Since this is a probabilistic graphical model, we can do normal graphical-model-based probabilistic inference. For example, we can look at the probability of winning or losing given a stay strategy, and the probability of winning or losing given a switch strategy.

In [10]:
inference_engine = VariableElimination(monty_hall_model)
print(inference_engine.query(['Win or Lose'], evidence={'Strategy': 'stay'}))
print(inference_engine.query(['Win or Lose'], evidence={'Strategy': 'switch'}))

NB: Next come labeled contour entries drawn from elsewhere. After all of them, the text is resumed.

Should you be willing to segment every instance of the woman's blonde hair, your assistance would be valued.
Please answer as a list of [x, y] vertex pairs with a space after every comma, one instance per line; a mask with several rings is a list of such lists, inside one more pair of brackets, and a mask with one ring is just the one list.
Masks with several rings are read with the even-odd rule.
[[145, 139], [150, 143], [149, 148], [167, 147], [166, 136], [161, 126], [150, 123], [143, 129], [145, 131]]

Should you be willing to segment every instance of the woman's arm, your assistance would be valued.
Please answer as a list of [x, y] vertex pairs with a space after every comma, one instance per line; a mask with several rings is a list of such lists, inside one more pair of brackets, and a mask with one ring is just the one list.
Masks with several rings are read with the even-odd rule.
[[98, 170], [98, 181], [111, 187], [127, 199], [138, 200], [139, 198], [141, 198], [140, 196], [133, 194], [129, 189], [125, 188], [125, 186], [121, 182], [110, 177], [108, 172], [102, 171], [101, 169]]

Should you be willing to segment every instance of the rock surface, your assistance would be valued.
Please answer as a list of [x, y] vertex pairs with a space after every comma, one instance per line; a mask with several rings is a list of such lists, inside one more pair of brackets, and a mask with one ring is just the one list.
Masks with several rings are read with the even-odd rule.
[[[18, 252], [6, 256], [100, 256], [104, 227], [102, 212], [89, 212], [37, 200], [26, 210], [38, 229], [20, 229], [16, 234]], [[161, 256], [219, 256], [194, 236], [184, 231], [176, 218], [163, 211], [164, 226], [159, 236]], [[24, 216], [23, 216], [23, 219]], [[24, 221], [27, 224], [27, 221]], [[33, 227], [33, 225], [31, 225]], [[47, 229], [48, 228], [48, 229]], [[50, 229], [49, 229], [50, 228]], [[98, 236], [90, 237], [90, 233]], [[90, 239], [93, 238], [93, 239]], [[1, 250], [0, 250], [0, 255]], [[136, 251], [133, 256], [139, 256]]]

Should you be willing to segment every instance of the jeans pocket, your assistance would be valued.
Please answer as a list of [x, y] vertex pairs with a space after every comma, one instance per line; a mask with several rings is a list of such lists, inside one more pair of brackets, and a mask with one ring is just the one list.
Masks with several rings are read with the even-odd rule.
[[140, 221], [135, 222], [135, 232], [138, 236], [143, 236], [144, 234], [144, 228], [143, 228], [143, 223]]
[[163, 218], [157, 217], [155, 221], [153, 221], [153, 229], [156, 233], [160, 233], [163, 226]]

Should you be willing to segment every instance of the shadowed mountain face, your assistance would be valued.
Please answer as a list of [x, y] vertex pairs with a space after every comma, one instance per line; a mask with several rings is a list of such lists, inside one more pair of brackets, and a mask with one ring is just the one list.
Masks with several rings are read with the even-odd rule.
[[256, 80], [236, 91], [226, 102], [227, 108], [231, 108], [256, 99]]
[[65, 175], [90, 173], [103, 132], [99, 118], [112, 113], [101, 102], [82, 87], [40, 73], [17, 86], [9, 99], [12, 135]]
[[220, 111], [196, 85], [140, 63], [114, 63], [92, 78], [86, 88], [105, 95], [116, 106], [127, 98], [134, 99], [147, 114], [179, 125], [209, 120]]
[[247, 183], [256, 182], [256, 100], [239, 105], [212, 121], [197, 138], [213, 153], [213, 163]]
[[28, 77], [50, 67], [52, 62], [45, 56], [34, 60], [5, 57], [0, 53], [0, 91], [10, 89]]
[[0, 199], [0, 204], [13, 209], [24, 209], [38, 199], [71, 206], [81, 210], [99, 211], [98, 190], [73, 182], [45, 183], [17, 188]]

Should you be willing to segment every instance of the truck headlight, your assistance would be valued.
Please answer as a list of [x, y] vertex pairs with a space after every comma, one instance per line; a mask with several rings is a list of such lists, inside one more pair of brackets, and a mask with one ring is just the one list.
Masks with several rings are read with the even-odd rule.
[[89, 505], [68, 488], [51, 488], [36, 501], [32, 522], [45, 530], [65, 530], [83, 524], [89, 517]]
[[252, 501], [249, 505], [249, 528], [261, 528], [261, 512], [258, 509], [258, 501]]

  0%|          | 0/5 [00:00<?, ?it/s]

  0%|          | 0/5 [00:00<?, ?it/s]

+-------------------+--------------------+
| Win or Lose       |   phi(Win or Lose) |
| Win or Lose(win)  |             0.3333 |
+-------------------+--------------------+
| Win or Lose(lose) |             0.6667 |
+-------------------+--------------------+


  0%|          | 0/5 [00:00<?, ?it/s]

  0%|          | 0/5 [00:00<?, ?it/s]

+-------------------+--------------------+
| Win or Lose       |   phi(Win or Lose) |
| Win or Lose(win)  |             0.6667 |
+-------------------+--------------------+
| Win or Lose(lose) |             0.3333 |
+-------------------+--------------------+


We can confirm that we infer that given someone won the car, the probability is higher that they took a switch strategy.

In [11]:
print(inference_engine.query(['Strategy'], evidence={'Win or Lose': 'win'}))

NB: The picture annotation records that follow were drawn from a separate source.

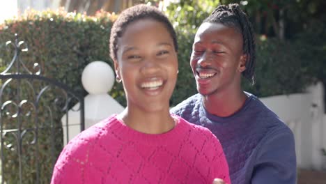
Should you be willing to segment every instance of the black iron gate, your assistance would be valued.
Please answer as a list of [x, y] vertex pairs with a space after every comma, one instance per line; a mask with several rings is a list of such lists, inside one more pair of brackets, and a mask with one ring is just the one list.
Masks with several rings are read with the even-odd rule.
[[[0, 73], [1, 183], [49, 183], [63, 139], [69, 139], [68, 125], [72, 125], [68, 121], [62, 125], [61, 118], [79, 102], [75, 110], [80, 112], [83, 130], [84, 98], [41, 76], [38, 63], [33, 63], [31, 72], [20, 56], [27, 46], [17, 36], [6, 46], [13, 47], [14, 53]], [[63, 137], [63, 130], [67, 137]]]

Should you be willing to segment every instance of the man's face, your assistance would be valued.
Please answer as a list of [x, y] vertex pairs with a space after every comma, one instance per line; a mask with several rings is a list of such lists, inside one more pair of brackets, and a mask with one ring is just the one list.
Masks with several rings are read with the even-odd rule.
[[232, 91], [245, 70], [242, 36], [231, 26], [205, 22], [198, 29], [190, 66], [198, 91], [203, 95]]

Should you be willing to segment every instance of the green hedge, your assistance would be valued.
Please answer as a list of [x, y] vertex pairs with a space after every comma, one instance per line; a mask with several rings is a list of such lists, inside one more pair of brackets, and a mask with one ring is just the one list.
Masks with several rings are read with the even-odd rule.
[[[97, 60], [112, 66], [109, 54], [109, 38], [116, 18], [116, 15], [105, 12], [88, 17], [59, 10], [31, 11], [19, 19], [8, 20], [0, 26], [0, 67], [3, 70], [13, 57], [13, 52], [6, 51], [5, 43], [13, 40], [14, 34], [17, 33], [20, 40], [24, 40], [29, 45], [29, 52], [22, 54], [22, 59], [29, 70], [33, 70], [33, 63], [38, 62], [43, 69], [43, 75], [66, 84], [85, 95], [86, 92], [81, 83], [84, 67]], [[179, 74], [171, 99], [171, 106], [196, 93], [189, 62], [196, 31], [192, 27], [188, 25], [176, 29], [179, 43]], [[316, 38], [313, 33], [308, 35]], [[306, 36], [298, 38], [302, 39]], [[302, 53], [304, 49], [308, 49], [306, 51], [308, 52], [313, 49], [325, 56], [325, 51], [320, 51], [320, 47], [308, 47], [309, 42], [303, 38], [302, 42], [263, 40], [259, 37], [257, 40], [256, 84], [251, 86], [244, 79], [244, 90], [259, 97], [300, 93], [313, 79], [325, 77], [325, 70], [320, 69], [325, 68], [325, 60], [318, 62], [318, 58], [313, 54]], [[125, 105], [121, 84], [115, 84], [110, 95]], [[56, 118], [60, 119], [60, 116]], [[16, 174], [13, 175], [17, 176]], [[50, 176], [47, 177], [48, 180]]]

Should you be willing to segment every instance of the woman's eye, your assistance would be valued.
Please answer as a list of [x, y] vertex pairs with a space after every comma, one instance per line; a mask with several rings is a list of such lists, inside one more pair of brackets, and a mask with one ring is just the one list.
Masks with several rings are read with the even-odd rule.
[[167, 51], [167, 50], [161, 50], [157, 53], [157, 56], [162, 56], [162, 55], [166, 54], [169, 54], [169, 51]]
[[202, 51], [202, 50], [194, 50], [194, 53], [195, 54], [201, 54], [203, 52], [203, 51]]

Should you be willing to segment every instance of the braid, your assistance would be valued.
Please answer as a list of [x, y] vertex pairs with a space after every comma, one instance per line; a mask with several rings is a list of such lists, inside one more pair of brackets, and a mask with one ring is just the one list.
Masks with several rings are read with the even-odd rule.
[[227, 26], [236, 29], [242, 34], [243, 52], [247, 55], [246, 70], [242, 72], [243, 76], [255, 83], [255, 39], [254, 29], [247, 15], [241, 10], [237, 3], [228, 6], [219, 6], [203, 22], [221, 23]]

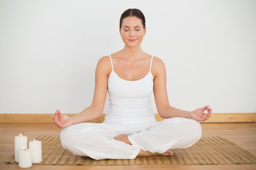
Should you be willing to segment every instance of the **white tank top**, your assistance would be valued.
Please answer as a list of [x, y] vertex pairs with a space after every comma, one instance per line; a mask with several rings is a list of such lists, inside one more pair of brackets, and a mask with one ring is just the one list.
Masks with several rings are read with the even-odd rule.
[[143, 78], [129, 81], [115, 72], [111, 56], [112, 71], [108, 80], [109, 107], [102, 123], [146, 125], [157, 122], [151, 104], [153, 91], [151, 57], [149, 71]]

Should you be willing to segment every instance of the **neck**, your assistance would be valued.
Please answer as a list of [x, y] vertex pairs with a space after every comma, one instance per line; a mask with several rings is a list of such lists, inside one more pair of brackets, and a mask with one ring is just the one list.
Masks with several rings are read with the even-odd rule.
[[129, 60], [134, 60], [142, 58], [144, 53], [140, 45], [138, 45], [135, 47], [124, 46], [124, 48], [121, 50], [122, 55], [124, 58]]

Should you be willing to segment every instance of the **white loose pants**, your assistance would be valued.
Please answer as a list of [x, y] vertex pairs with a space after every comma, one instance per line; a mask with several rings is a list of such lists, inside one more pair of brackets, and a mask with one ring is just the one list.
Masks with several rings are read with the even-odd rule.
[[[128, 136], [132, 145], [114, 139], [121, 134]], [[188, 148], [201, 134], [197, 121], [176, 117], [140, 126], [80, 123], [63, 128], [60, 138], [62, 147], [74, 155], [96, 160], [134, 159], [140, 150], [162, 153], [169, 149]]]

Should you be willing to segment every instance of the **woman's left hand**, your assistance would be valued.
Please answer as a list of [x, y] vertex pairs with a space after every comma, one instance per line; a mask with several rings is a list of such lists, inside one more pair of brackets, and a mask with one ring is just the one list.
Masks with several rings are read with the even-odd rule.
[[[207, 113], [203, 112], [205, 110], [207, 110]], [[205, 121], [211, 116], [212, 110], [212, 108], [210, 108], [209, 105], [206, 105], [191, 112], [189, 114], [189, 117], [190, 118], [194, 119], [197, 121]]]

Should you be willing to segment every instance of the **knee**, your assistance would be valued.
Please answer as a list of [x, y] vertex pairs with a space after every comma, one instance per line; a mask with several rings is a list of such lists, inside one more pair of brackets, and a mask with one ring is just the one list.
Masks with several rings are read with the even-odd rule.
[[69, 149], [71, 146], [74, 146], [74, 142], [76, 141], [74, 138], [74, 130], [72, 128], [72, 125], [63, 128], [59, 134], [59, 138], [62, 147]]
[[192, 138], [197, 141], [202, 137], [202, 127], [201, 124], [194, 119], [190, 119], [189, 127], [192, 135]]
[[195, 142], [202, 136], [202, 127], [200, 123], [193, 119], [176, 118], [179, 123], [184, 127], [185, 135]]

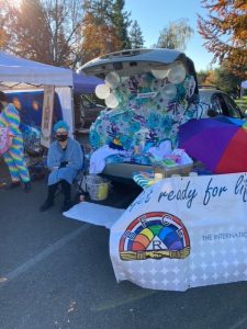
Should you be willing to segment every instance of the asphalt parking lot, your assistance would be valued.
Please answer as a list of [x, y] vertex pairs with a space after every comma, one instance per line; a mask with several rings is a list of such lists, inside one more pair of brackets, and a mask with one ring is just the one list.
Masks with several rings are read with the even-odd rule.
[[[7, 168], [1, 162], [1, 177]], [[108, 202], [138, 193], [119, 186]], [[184, 293], [117, 283], [109, 230], [65, 218], [61, 200], [40, 213], [45, 181], [0, 191], [0, 328], [247, 328], [247, 283]]]

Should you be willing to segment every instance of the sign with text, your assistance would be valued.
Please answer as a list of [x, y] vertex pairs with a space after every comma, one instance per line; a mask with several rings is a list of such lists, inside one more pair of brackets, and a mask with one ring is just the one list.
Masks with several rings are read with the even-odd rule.
[[45, 147], [49, 147], [52, 140], [54, 90], [54, 86], [44, 87], [41, 145]]
[[170, 178], [111, 228], [117, 281], [155, 290], [247, 280], [247, 173]]

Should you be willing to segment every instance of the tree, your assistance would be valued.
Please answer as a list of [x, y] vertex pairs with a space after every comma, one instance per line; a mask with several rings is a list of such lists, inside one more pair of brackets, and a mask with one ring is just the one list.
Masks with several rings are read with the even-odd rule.
[[201, 70], [198, 72], [198, 83], [199, 84], [206, 84], [205, 81], [206, 81], [206, 78], [209, 76], [209, 71], [204, 71], [204, 70]]
[[76, 65], [81, 41], [80, 0], [22, 0], [20, 8], [5, 3], [5, 49], [55, 66]]
[[137, 21], [134, 21], [132, 24], [132, 30], [130, 32], [130, 39], [131, 39], [131, 48], [137, 49], [144, 47], [144, 38], [142, 30], [137, 23]]
[[242, 78], [247, 77], [247, 1], [201, 0], [207, 19], [199, 15], [199, 33], [205, 48], [218, 61]]
[[184, 50], [189, 38], [193, 35], [193, 30], [188, 25], [187, 19], [181, 19], [169, 23], [160, 32], [157, 48], [169, 48]]
[[87, 13], [83, 18], [82, 36], [81, 64], [120, 48], [114, 29], [97, 24], [92, 13]]
[[81, 63], [121, 49], [114, 23], [113, 0], [86, 0], [82, 21]]
[[120, 49], [130, 49], [131, 41], [127, 27], [131, 25], [130, 13], [123, 11], [125, 0], [115, 0], [112, 7], [112, 23], [120, 41]]
[[215, 84], [228, 94], [238, 94], [242, 79], [222, 65], [215, 69]]

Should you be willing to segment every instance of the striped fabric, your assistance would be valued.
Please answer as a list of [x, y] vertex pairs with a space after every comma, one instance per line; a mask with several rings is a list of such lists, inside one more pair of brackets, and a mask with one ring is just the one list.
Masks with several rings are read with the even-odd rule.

  0%|          | 0/5 [00:00<?, ?it/s]

  0%|          | 0/5 [00:00<?, ?it/s]

+------------------+-----------------+
| Strategy         |   phi(Strategy) |
| Strategy(stay)   |          0.3333 |
+------------------+-----------------+
| Strategy(switch) |          0.6667 |
+------------------+-----------------+


In chapter 9, we'll use this SCM model to do more advanced inferences.